Bourdons et parasites

On pense bien-sûr au massif Bourdon terrestre, incontournable de mars à octobre, mais le jardin en accueille quelques autres, tout aussi assidus. Dont deux quasi sosies, le Bourdon des saussaies et l’incontournable Bourdon des jardins. Sans oublier le Bourdon des champs à la fourrure fauve et le petit Bourdon des prés au lumineux collier jaune. Le Bourdon des pierres enfin à l’éclatant « cul roux ».

S’ils en imposent généralement, ils ne manquent pas de prédateurs parfois inattendus. Alors que les oiseaux s’abstiennent généralement, l’Araignée crabe par exemple n’hésite pas à s’y attaquer. Sans oublier les parasites ! La Volucelle bourdon notamment joue de son mimétisme pour aller pondre jusque dans leurs terriers. Et la femelle du Sicus ferrugineux, virtuose de la ponte en vol, les prend pour cible !

Sources : 

  • Heiko Bellmann, 2019, Abeilles, bourdons, guêpes et fourmis d’Europe, Delachaux & Niestlé.
  • Vincent Albouy, 2005, Les Bourdons, Belin/OPIE Poitou-Charentes.
  • Les Bourdons avec le site aramel.free.fr

À tout seigneur, tout honneur ! Le Bourdon des jardins n’est pas un nom générique un peu vague mais bien une espèce à part entière !

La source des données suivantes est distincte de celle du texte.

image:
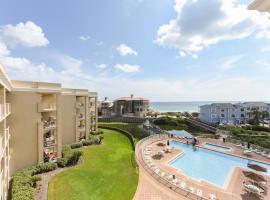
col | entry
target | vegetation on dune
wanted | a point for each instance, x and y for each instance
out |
(168, 123)
(108, 172)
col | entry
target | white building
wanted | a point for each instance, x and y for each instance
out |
(228, 113)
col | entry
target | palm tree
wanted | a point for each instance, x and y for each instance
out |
(265, 115)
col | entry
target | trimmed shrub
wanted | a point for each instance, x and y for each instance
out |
(96, 132)
(76, 145)
(87, 142)
(61, 162)
(44, 167)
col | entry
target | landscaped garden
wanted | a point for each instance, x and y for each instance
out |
(108, 171)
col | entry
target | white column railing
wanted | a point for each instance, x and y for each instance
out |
(2, 111)
(7, 109)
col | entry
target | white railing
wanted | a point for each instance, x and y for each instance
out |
(2, 111)
(7, 136)
(7, 109)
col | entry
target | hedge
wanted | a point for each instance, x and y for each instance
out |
(24, 181)
(69, 156)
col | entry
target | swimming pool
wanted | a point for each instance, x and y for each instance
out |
(216, 147)
(208, 165)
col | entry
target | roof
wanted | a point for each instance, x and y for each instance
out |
(131, 99)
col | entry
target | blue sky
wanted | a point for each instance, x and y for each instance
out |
(164, 50)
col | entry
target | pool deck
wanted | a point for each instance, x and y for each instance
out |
(151, 188)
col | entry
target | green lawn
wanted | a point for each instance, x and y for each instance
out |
(106, 173)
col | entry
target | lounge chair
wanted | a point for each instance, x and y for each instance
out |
(212, 197)
(199, 192)
(191, 189)
(183, 185)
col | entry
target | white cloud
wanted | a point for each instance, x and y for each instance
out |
(102, 66)
(228, 63)
(125, 50)
(84, 37)
(199, 24)
(265, 63)
(182, 54)
(195, 56)
(127, 68)
(263, 35)
(26, 34)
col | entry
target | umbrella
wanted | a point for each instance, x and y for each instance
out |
(257, 167)
(254, 176)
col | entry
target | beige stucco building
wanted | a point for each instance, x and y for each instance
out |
(36, 119)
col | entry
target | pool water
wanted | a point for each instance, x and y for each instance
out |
(208, 165)
(216, 147)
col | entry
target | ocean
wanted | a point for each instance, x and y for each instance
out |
(192, 106)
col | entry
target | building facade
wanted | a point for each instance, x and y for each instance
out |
(228, 113)
(5, 88)
(44, 116)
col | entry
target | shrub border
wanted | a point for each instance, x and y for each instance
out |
(124, 132)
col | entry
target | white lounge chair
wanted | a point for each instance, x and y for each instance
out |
(199, 192)
(212, 197)
(191, 189)
(183, 185)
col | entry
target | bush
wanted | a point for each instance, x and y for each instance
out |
(44, 167)
(76, 145)
(61, 162)
(87, 142)
(70, 157)
(96, 132)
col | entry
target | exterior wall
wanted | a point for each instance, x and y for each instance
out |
(230, 113)
(68, 119)
(24, 126)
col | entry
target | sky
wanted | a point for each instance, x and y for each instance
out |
(163, 50)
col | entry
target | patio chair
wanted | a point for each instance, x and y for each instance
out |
(183, 185)
(212, 196)
(199, 192)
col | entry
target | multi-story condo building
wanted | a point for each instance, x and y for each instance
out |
(228, 113)
(125, 107)
(44, 117)
(5, 88)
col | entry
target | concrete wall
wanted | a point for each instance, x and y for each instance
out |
(68, 119)
(24, 127)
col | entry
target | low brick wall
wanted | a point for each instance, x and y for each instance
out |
(126, 133)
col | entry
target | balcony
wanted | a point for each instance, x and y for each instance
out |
(42, 107)
(48, 125)
(79, 105)
(81, 128)
(50, 141)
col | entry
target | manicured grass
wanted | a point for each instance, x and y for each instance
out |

Alias le « Cul roux », Le Bourdon des pierres, sur inflorescence de sarriette.

Le Bourdon des champs, alias le Bourdon roux, sur inflorescence d’Orpin d’automne.

Comme son nom l’indique, le Bourdon variable peut prendre plusieurs formes. La plus commune est très proche du Bourdon des champs. Dans sa forme Bombus humilis tristis, ici, il est principalement noir, avec la pointe de l’abdomen marquée de gris.

Le Bourdon des saussaies sur fleurs de Sauge bleue. Il en a perforé la corolle, au plus près du nectar, pour un butinage express.

Le très petit Bourdon des prés : collier jaune et pointe de l’abdomen rousse. Ici sur inflorescence de ciboulette.

L’imposant Bourdon terrestre sur inflorescence de Trèfle blanc.

Le Bourdon grisé. Petit échevelé poivre et sel. Pointe abdominale illuminé de roux.

Et quelques parasites…

Le Bourdon vestale : cul blanc et collier jaune, ce bourdon-coucou ressemble beaucoup à sa cible privilégiée, le Bourdon terrestre,  la ceinture dorée en moins !

La Volucelle bourdon, dans sa forme « Cul roux », parasite du Bourdon des pierres.

La Volucelle bourdon, dans sa forme « Cul blanc », parasite du Bourdon terrestre.

La femelle du Sicus ferrugineux pond en vol, avec les Bourdons pour cible. Les oeufs adhèrent à la fourrure et sont alors transportés par les bourdons eux-mêmes jusqu’à leur nid où les larves se développeront aux dépens du couvain.

Conops à pattes jaunes sur feuille de marguerite.

Même mode opératoire pour le Conops à pattes jaunes mais chaque larve se développe directement aux dépens du bourdon-cible.

Syrphe des narcisses sur fleurs de sarriette.

Tous les « imitateurs » des bourdons ne sont pas forcément leurs parasites ! Témoin le Merodon equestris dont les larves se développent plutôt aux dépens des bulbes des narcisses.

La Thomise variable, alias l’Araignée crabe, n’hésite pas à s’attaquer aux bourdons. Ici un Bourdon des prés.